The Department of Health is demanding action to curb addiction to prescription drugs after a leap in prescribing rates for powerful painkillers and tranquillisers.
Officials have appealed to doctors, drug agencies and regulators for greater "vigilance" because of fears that Britain could go the way of the US, where deaths involving opioid analgesics rose more than threefold in the last decade to almost 15,000 in 2008.
British GPs' prescriptions for opioid painkillers have risen sixfold since 1991 to 1.4 billion a year, according to the National Treatment Agency for Substance Abuse. More than 500 million prescriptions a year are written for sedatives, sleeping pills and tranquillisers, and the prescribing of benzodiazepine tranquillisers for anxiety has also risen.
Departmental officials and doctors fear the problem of addiction to prescription drugs and deaths from overdose are being hidden in the UK because information is not being collected.
The Department of Health has agreed with clinicians, addiction specialists, NHS regulators and drug agencies to step up monitoring to ensure prescription drug abuse does not go undetected. They intend to review what progress has been made, if any, in the New Year.
A report by the US Centres for Disease Control published last week said abuse of prescription painkillers had reached "epidemic" levels in the US. The problem was highlighted on Monday, when Conrad Murray, personal physician to Michael Jackson, was found guilty of giving the singer an overdose of the powerful anaesthetic propofol to help him sleep.

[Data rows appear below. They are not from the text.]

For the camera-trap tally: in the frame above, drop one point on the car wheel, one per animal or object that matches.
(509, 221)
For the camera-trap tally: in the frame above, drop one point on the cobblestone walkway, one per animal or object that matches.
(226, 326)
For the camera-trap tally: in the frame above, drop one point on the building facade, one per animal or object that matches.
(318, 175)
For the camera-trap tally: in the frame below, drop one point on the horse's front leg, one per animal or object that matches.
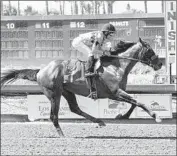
(122, 95)
(127, 114)
(73, 105)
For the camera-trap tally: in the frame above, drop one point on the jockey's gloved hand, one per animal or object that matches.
(106, 52)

Deaths from prescription drugs in the US are more common than deaths from HIV and from liver disease caused by alcohol abuse.

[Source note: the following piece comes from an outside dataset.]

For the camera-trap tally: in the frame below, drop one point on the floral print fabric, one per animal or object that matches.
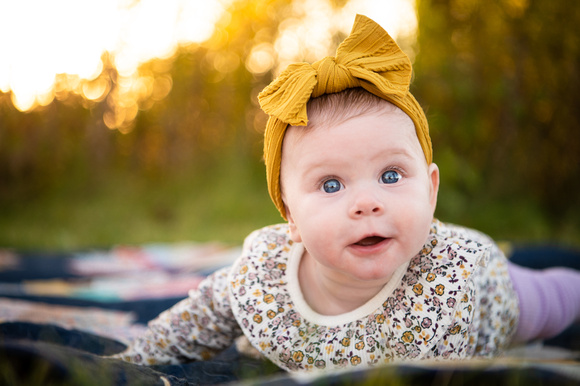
(455, 300)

Benzodiazepines are addictive and guidance from the National Institute for Clinical Excellence says prescriptions should be limited to at most four weeks but the review found over a third of prescriptions were for more than eight weeks.
Only 2 per cent (3,735 patients) of patients in drug-treatment services were addicted to prescription drugs alone. But the authors said this was likely to be the tip of the iceberg as most would seek treatment from their GP.

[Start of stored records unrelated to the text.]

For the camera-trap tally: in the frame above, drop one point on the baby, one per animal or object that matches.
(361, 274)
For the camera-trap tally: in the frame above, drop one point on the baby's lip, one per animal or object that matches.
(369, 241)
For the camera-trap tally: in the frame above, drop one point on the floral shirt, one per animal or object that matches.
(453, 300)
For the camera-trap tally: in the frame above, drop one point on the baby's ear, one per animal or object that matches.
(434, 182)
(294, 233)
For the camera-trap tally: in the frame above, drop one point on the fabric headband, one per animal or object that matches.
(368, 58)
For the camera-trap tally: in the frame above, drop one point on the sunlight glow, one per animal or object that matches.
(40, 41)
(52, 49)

Dr Cathy Stannard, a consultant in pain medicine at North Bristol NHS Trust, said: "The question everyone wants an answer to is: why are the big problems in the US not apparent here? A programme of work is under way by all the stakeholders to monitor the statistics and look at guidelines on prescribing and other measures."
She added: "What we don't want is a crackdown on these drugs because of the fear of addiction. There has to be a balance – these drugs are important and help a lot of people."